Carr’s mother Debra Carr, called by the defense lawyer, testified that she and her son went to a Safeway across from the mall on May 15 and she let her son walk across to the mall to buy a T-shirt. She picked him up about 15 minutes later, she said.

On May 21, the two were back at that Safeway by the mall, and he never left her sight, she said.

Heywood had earlier asked Snyder: “Is it uncommon for a child on the Internet to make grandiose statements?”

“It’s not uncommon,” she said.

“This is fantastical,” Heywood told the judge. “You have a 14-year-old who talks about a plan and disabuses it.”

Coughlin, the prosecutor, argued that the teen could access the parents’ guns because their bedroom wasn’t locked and that the teen’s plan, as Snyder testified, was “incredibly detailed, highly articulable and very concerning.”

He urged the judge to keep Carr in custody.

Brajcich said he found no evidence that any of the guns or knives were in the teens’ room or that he had accessed them.

While he said it appears the teen came up with a mass shooting plan, he found no clear and convincing evidence so far that Carr took steps to try to kill anyone.

“What I learned today does not meet the standard,” Brajcich said.

But the judge said he was reluctant to release Carr to his family with home detention or GPS monitoring, as his lawyer sought.

He said he wasn’t convinced that the public or Carr would be safe at home, noting that the 14-year-old was said to have found a way around the parental controls placed on his electronic devices by quickly flipping on and off the VPN, a virtual private network.

“Despite those controls, those predators on the internet still got to him,” the judge said.

Turning to the teen, Brajcich added, “I don’t feel comfortable with a safe release plan for you yet.”

The next hearing is set for Wednesday.

Carr, wearing black basketball shorts and a black hooded-sweatshirt, arrived in court with a belly chain, his wrists handcuffed and his ankles shackled. His attorney successfully convinced Brajcich to unshackle the teen at the start of the more than 3-hour hearing, over the state’s objection.

The prosecutor said Carr’s alleged affiliation with domestic “terrorist groups,” was the basis for the restraints.
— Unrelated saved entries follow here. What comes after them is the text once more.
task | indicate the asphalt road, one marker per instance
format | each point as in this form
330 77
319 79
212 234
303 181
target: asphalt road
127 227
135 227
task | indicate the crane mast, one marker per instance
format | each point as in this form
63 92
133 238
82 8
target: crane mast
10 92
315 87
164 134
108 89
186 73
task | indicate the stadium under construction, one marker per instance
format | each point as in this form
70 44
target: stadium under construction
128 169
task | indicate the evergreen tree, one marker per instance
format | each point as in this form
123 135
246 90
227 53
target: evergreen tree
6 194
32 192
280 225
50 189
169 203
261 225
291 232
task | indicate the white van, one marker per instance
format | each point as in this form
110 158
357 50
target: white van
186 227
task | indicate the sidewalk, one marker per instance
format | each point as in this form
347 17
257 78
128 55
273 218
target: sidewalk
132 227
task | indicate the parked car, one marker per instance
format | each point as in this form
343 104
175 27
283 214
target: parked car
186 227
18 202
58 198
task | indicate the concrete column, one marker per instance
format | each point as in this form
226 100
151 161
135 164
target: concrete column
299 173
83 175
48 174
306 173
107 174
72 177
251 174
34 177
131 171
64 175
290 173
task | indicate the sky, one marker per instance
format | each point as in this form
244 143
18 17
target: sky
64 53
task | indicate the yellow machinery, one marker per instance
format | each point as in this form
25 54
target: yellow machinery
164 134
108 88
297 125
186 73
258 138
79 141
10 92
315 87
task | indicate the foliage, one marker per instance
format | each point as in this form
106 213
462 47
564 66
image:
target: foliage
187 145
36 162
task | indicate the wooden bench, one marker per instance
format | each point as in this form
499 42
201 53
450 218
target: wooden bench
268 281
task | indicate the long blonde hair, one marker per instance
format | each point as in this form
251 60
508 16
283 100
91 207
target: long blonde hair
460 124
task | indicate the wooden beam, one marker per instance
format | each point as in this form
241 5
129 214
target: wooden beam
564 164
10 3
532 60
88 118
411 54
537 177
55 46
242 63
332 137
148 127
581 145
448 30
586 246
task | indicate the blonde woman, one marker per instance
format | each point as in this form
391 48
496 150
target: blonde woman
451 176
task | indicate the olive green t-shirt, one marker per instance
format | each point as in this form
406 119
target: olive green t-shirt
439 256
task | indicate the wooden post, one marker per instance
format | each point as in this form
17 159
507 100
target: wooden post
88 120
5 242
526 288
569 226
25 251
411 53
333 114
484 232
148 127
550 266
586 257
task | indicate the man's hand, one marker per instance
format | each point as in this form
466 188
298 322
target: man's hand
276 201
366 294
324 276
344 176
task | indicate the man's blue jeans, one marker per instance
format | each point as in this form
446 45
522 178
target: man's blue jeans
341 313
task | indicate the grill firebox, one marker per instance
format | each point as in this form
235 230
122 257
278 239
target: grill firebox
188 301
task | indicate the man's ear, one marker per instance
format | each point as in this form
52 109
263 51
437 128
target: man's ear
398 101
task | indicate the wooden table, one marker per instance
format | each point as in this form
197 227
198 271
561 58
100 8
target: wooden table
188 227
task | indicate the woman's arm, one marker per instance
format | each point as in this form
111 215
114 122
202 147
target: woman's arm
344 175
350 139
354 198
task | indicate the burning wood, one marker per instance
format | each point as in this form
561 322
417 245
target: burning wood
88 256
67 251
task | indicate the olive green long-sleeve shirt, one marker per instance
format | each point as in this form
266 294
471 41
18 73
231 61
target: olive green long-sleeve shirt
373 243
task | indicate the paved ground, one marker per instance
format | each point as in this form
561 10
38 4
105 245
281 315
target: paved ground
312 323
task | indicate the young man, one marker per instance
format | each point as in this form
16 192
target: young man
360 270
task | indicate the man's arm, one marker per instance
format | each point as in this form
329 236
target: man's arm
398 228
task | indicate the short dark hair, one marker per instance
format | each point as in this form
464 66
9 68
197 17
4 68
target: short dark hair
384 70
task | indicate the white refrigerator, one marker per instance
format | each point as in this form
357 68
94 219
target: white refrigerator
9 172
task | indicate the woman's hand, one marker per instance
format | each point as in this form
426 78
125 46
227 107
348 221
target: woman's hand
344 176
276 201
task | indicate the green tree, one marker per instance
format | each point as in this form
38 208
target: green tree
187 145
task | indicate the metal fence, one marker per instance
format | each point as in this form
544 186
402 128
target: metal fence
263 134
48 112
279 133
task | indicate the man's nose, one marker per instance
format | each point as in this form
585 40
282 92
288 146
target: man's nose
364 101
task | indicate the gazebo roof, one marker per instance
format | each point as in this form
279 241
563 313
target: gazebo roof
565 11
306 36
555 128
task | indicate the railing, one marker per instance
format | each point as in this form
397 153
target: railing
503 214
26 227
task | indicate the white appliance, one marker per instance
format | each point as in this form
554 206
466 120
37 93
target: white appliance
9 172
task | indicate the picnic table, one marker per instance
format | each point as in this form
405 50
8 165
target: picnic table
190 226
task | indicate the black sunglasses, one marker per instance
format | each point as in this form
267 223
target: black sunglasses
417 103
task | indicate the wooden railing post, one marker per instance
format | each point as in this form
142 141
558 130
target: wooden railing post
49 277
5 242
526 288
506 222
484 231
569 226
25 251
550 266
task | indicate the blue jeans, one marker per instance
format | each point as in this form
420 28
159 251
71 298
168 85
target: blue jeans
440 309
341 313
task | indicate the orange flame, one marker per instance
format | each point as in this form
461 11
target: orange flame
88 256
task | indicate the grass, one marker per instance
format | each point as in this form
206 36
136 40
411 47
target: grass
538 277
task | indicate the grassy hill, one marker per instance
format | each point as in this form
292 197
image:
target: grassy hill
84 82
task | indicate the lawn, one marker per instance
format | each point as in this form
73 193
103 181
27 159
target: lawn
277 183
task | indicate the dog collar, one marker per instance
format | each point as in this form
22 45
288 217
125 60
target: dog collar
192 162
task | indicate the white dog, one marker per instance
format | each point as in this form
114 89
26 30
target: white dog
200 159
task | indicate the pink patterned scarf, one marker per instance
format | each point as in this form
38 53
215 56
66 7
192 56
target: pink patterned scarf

Coughlin also said Carr had attempted to restrict his own breathing while in custody, leading to a hospital visit, and tried to access a book on school shootings.

Carr is being held at the Cowlitz County juvenile detention center in Longview, Washington, on allegations of attempted second-degree murder, attempted assault, two counts of unlawful possession of firearms, disorderly conduct, two counts of unlawful use of a weapon and tampering with physical evidence. His lawyer has entered not guilty pleas on his behalf to all the charges.

Coughlin had asked the judge to close Friday’s court hearing to the press but the judge denied his motion.